2. The particulars of the charges before the trial court were that on 12th October, 2012 at [particulars withheld] Village in Malindi District intentionally and unlawfully caused penetration of his male genital organ into the female genital organ of MK, a child aged 16 years. In the alternative he was charged with committing an indecent act on the same child contrary to Section 11(1) of the Sexual Offences Act.
3. He pleaded not guilty to both the main and the alternative charges. When the matter came up for hearing on 7th March, 2014 the appellant informed the court that he was ready to proceed. The child MJK testified and narrated how the appellant, who was her neighbour went to her home, knocked at the door and called her outside. After she complied he is said to have told her that he wanted to give her something which was in his house. She said that he pulled her to his house where he defiled her and detained her until the following morning. According to MJK, the same thing was repeated the following day but when she went home she found her mother and one Tina already in the house.

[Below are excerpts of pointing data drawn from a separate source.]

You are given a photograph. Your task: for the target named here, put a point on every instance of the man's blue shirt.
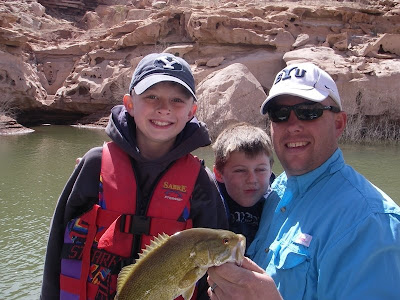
(330, 234)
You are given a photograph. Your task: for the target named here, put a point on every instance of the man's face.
(302, 146)
(246, 178)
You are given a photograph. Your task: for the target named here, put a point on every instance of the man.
(328, 233)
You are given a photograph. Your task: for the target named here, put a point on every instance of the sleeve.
(207, 207)
(365, 264)
(78, 195)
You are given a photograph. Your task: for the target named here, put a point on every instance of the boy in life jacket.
(143, 182)
(243, 169)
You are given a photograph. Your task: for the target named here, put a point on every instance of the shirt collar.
(302, 183)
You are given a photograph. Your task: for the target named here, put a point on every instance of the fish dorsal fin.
(124, 275)
(154, 244)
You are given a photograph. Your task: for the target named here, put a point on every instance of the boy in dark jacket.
(243, 168)
(142, 183)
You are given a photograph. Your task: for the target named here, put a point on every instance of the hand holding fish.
(248, 281)
(171, 265)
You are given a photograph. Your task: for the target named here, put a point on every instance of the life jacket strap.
(135, 224)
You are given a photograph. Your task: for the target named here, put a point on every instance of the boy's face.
(246, 178)
(160, 114)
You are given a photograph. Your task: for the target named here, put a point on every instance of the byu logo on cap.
(168, 63)
(286, 74)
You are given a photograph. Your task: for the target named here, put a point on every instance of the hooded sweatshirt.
(82, 189)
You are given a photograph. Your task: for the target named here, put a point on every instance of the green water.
(34, 168)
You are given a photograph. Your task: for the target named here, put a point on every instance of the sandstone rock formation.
(61, 61)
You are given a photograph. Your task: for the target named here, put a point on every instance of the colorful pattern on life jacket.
(102, 202)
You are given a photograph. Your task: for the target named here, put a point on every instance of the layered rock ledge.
(69, 62)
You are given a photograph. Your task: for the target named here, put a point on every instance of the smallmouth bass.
(171, 265)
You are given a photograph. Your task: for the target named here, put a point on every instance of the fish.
(171, 265)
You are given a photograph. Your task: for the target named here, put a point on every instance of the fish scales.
(171, 265)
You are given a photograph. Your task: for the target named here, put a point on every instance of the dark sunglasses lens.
(307, 114)
(279, 114)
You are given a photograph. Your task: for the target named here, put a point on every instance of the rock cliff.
(69, 61)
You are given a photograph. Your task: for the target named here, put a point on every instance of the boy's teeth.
(159, 123)
(297, 144)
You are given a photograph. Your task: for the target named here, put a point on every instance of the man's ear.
(192, 111)
(128, 102)
(218, 175)
(340, 122)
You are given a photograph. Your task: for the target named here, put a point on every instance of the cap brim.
(151, 80)
(309, 94)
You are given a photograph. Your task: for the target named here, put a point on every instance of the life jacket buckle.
(135, 224)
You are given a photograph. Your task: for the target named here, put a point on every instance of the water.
(34, 168)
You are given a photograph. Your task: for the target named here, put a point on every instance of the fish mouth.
(239, 249)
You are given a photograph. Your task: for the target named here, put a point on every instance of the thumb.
(251, 265)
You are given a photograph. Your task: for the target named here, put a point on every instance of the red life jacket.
(97, 243)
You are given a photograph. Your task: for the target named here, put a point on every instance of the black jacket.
(82, 188)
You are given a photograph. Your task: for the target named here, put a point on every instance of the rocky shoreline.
(9, 126)
(67, 66)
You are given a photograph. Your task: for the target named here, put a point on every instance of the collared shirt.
(330, 234)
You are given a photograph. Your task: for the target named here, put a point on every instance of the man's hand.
(247, 282)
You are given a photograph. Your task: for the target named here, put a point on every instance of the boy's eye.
(177, 100)
(151, 97)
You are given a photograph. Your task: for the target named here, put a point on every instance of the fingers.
(251, 266)
(249, 281)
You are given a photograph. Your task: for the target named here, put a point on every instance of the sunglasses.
(303, 111)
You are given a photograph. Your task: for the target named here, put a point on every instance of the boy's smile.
(246, 178)
(160, 113)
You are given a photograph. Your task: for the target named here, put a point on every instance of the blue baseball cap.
(158, 67)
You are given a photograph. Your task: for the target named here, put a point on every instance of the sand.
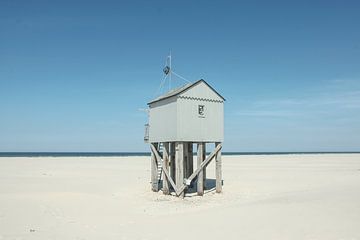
(264, 197)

4. She narrated to them what had happened to her. Her mother went to the child’s school and reported the matter to the headteacher . She was given a letter to take to the Chief who in turn gave her a letter to take to the police station as well as the hospital. Ultimately, the child was taken to hospital for observation and treatment. The appellant was thereafter arrested and taken to Watamu Police Station where he was charged as earlier stated.
5. Upon examination, the doctor confirmed that the child had been defiled.
He also carried out age assessment and issued an “Age Assessment Certificate” which certified that the child was sixteen (16) years of age.
6. In his defence which was unsworn, the appellant told the court that he was summoned to the Chief’s Office where he found the child and her parents. He was then taken to Watamu Police Station where an attempt to settle the matter was made with the appellant being asked to part with Ksh. 25,000/=. According to the appellant, he refused to pay the money and he was therefore taken to court and charged with the offences outlined earlier. He denied having defiled the child but at the conclusion of the trial, he was found guilty, convicted and sentenced to twenty (20) years imprisonment.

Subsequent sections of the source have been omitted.